Computer Architecture
1999-2000 Fall
MW 3:30-4:45
Ciww 109
Allan Gottlieb
gottlieb@nyu.edu
http://allan.ultra.nyu.edu/~gottlieb
715 Broadway, Room 1001
212-998-3344
609-951-2707
email is best
======== START LECTURE #25
========
Obtaining bus access
- The simplest scheme is to permit only one bus
master.
- That is, on each bus only one device is permited to
initiate a bus transaction.
- The other devices are slaves that only
respond to requests.
- With a single master, there is no issue of arbitrating
among multiple requests.
- One can have multiple masters with daisy
chaining of the grant line.
- Any device can assert the request line, indicating that it
wishes to use the bus.
- This is not trivial: uses ``open collector drivers''.
- If no output drives the line, it will be ``pulled up'' to
5v, i.e., a logical true.
- If one or more outputs drive the line to 0v it will go to
0v (a logical false).
- So if a device wishes to make a request it drives the line
to 0v; if it does not wish to make a request it does nothing.
- This is (another example of) active low logic. The
request line is asserted by driving it low.
- When the arbiter sees the request line asserted (and the
previous grantee has issued a release), the arbiter raises the
grant line.
- The grant signal is passed from one device to another if the
first device is not requesting the bus. Hence
devices near the arbiter have priority and can starve the ones
further away.
- The device whose request is granted asserts the release line
when done.
- Simple, but not fair and not of high performance.
- Centralized parallel arbiter: Separate request lines from each
device and separate grant lines. The arbiter decides which device
should be granted the bus.
- Distributed arbitration by self-selection: Requesting
processes identify themselves on the bus and decide individually
(and consistently) which one gets the grant.
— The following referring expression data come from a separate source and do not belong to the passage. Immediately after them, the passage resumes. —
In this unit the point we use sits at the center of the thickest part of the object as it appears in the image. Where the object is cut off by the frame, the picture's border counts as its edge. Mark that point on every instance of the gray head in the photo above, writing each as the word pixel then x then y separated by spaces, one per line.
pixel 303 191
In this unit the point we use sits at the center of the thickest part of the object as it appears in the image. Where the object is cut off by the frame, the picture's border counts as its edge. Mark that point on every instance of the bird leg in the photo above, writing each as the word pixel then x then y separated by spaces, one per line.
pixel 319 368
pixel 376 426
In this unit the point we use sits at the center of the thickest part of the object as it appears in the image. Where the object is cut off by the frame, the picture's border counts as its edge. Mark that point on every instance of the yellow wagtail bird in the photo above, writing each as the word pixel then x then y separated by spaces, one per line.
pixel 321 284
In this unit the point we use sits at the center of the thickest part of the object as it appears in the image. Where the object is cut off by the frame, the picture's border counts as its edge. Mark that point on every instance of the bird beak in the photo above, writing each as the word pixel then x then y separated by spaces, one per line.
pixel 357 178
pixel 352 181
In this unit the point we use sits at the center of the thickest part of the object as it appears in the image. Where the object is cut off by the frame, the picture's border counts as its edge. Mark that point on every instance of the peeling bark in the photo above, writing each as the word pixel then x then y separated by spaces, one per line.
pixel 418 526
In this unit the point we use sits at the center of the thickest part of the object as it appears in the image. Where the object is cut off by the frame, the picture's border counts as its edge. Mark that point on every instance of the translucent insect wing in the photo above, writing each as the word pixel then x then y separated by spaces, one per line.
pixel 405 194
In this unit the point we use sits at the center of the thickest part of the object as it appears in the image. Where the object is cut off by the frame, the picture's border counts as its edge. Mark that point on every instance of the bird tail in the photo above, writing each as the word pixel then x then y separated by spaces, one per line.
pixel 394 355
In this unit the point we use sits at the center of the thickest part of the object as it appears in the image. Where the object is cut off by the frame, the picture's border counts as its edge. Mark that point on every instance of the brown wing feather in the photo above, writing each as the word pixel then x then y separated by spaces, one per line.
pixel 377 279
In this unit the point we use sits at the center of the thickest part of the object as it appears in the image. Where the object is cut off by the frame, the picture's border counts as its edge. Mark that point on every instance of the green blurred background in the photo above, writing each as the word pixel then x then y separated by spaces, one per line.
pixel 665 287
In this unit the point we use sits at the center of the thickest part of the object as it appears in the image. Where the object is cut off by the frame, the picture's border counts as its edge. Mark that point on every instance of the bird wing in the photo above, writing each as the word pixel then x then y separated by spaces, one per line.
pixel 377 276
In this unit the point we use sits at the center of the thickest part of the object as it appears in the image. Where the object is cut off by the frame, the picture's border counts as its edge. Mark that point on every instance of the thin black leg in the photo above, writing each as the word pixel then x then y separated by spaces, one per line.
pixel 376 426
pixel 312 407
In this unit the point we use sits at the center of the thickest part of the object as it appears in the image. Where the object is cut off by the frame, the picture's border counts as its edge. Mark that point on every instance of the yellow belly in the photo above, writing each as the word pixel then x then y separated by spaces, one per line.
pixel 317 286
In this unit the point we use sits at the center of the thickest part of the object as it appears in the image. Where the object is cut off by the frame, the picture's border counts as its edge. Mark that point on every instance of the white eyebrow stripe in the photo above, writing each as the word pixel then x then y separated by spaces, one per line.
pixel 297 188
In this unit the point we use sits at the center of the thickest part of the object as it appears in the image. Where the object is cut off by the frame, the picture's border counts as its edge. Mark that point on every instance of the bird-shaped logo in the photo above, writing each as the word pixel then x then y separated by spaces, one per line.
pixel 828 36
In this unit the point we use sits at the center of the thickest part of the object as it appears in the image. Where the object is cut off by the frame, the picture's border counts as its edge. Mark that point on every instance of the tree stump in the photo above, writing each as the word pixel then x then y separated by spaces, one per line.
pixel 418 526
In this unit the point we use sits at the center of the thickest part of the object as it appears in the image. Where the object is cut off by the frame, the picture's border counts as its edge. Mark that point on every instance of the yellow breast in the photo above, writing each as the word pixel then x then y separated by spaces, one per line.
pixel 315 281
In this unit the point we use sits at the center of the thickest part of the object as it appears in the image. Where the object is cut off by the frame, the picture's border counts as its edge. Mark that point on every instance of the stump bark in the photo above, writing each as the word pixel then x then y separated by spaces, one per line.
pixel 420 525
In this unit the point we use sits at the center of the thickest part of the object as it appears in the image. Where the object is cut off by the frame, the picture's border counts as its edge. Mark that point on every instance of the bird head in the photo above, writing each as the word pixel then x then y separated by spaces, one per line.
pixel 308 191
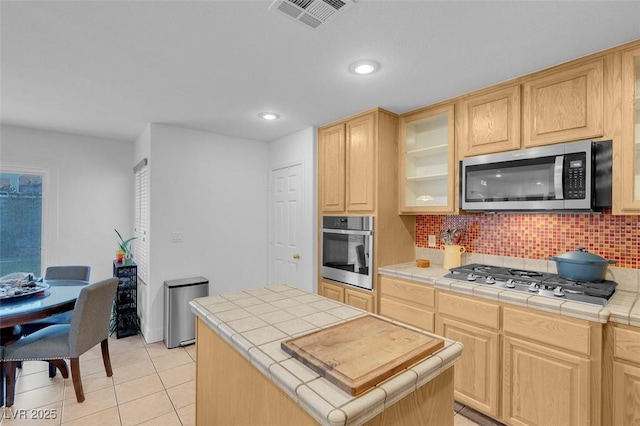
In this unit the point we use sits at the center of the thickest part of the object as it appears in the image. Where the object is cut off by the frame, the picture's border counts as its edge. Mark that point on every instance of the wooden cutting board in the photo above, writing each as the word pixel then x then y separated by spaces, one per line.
pixel 358 354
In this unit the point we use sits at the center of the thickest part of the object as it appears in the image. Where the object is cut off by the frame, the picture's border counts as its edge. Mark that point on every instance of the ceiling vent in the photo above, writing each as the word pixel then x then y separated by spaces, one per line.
pixel 311 13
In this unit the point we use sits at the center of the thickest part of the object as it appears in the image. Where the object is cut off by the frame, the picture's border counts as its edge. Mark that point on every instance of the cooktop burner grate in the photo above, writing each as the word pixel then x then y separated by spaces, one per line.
pixel 534 282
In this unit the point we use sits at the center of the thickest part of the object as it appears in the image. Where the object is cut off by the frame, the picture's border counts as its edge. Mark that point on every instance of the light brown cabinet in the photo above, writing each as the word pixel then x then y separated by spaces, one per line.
pixel 551 369
pixel 490 121
pixel 626 375
pixel 346 158
pixel 475 324
pixel 407 302
pixel 345 294
pixel 630 147
pixel 358 176
pixel 331 155
pixel 564 104
pixel 544 386
pixel 427 168
pixel 359 299
pixel 331 291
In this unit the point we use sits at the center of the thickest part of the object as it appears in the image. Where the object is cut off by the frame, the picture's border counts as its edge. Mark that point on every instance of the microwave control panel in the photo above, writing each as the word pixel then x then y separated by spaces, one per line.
pixel 575 176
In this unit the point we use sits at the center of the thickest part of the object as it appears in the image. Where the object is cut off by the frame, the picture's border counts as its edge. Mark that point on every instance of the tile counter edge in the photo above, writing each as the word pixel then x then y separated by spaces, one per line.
pixel 255 321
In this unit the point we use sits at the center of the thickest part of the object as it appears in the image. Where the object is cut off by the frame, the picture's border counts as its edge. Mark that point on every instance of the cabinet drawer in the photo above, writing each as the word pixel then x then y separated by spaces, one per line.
pixel 407 292
pixel 407 314
pixel 626 344
pixel 554 331
pixel 480 313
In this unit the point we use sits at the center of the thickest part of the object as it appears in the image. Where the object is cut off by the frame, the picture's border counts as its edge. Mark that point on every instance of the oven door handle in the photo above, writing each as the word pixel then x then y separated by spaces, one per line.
pixel 345 231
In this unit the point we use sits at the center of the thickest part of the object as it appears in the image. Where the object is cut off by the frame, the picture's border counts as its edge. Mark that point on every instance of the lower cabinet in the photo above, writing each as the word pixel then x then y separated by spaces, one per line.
pixel 477 372
pixel 544 386
pixel 552 369
pixel 475 324
pixel 331 291
pixel 626 394
pixel 344 294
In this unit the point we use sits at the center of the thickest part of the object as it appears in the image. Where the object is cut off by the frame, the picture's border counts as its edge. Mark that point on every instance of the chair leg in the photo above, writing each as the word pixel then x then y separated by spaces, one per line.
pixel 77 382
pixel 10 380
pixel 106 359
pixel 61 365
pixel 1 383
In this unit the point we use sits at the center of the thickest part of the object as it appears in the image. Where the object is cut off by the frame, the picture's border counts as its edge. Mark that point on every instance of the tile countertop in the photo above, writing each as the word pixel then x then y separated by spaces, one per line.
pixel 255 321
pixel 623 308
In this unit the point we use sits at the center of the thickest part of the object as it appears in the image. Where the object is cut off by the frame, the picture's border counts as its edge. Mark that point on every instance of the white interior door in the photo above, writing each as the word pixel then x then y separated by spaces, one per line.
pixel 286 261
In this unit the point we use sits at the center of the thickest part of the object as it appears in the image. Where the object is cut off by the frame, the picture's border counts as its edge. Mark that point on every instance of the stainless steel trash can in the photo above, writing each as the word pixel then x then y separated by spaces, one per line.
pixel 179 321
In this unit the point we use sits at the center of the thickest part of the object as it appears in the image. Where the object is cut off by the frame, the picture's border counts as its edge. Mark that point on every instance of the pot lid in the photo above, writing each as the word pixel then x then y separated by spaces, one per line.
pixel 580 255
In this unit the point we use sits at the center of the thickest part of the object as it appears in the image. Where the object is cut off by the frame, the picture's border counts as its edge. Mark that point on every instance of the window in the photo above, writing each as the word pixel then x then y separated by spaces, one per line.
pixel 21 214
pixel 141 220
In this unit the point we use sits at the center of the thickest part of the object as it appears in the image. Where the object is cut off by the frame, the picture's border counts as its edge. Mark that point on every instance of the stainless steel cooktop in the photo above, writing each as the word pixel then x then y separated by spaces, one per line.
pixel 535 283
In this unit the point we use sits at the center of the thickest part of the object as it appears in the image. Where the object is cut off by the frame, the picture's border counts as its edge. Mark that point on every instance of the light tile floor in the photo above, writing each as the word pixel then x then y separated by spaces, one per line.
pixel 151 385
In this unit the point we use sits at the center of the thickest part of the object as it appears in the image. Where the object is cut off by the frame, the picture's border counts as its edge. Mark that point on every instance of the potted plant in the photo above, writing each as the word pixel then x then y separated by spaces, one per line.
pixel 123 254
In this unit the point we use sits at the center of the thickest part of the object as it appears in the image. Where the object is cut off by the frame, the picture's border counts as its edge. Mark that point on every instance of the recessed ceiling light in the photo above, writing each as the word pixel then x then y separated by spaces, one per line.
pixel 364 66
pixel 268 115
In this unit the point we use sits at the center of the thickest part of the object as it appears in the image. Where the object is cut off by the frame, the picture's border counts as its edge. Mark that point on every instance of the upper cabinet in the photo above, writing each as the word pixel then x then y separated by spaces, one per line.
pixel 490 121
pixel 360 170
pixel 331 167
pixel 346 165
pixel 427 172
pixel 565 104
pixel 630 147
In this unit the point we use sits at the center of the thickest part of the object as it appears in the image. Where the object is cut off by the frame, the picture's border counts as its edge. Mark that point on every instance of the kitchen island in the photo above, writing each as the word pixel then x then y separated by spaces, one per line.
pixel 244 377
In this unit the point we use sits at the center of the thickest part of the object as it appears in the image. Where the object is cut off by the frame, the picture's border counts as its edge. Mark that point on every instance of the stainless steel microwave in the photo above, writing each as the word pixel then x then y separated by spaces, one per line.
pixel 569 177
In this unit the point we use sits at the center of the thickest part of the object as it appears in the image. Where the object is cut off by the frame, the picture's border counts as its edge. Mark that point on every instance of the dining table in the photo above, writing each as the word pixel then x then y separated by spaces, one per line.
pixel 58 296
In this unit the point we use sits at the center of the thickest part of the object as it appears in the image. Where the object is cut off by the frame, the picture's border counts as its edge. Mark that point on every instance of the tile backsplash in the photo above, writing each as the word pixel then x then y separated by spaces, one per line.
pixel 538 236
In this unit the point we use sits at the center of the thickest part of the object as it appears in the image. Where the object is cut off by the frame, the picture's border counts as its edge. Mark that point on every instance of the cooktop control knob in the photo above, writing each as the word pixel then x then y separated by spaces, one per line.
pixel 558 291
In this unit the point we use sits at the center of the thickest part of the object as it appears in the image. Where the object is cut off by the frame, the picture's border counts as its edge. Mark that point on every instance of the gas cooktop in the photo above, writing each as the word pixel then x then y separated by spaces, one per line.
pixel 535 283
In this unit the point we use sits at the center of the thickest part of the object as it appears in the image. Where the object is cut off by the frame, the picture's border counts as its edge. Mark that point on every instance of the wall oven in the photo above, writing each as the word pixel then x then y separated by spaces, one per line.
pixel 574 176
pixel 347 250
- Distributed arbitration by collision detection: Each device
transmits whenever it wants, but detects collisions and retries.
Ethernet uses this scheme (but modern switched ethernets do not).
Option | High performance | Low cost |
bus width | separate addr and data lines |
multiplex addr and data lines |
data width | wide | narrow |
transfer size | multiple bus loads | single bus loads |
bus masters | multiple | single |
clocking | synchronous | asynchronous |
Do on the board the example on pages 665-666
- Memory and bus support two widths of data transfer: 4 words and 16
words
- 64-bit synchronous bus; 200MHz; 1 clock for addr; 1 for data.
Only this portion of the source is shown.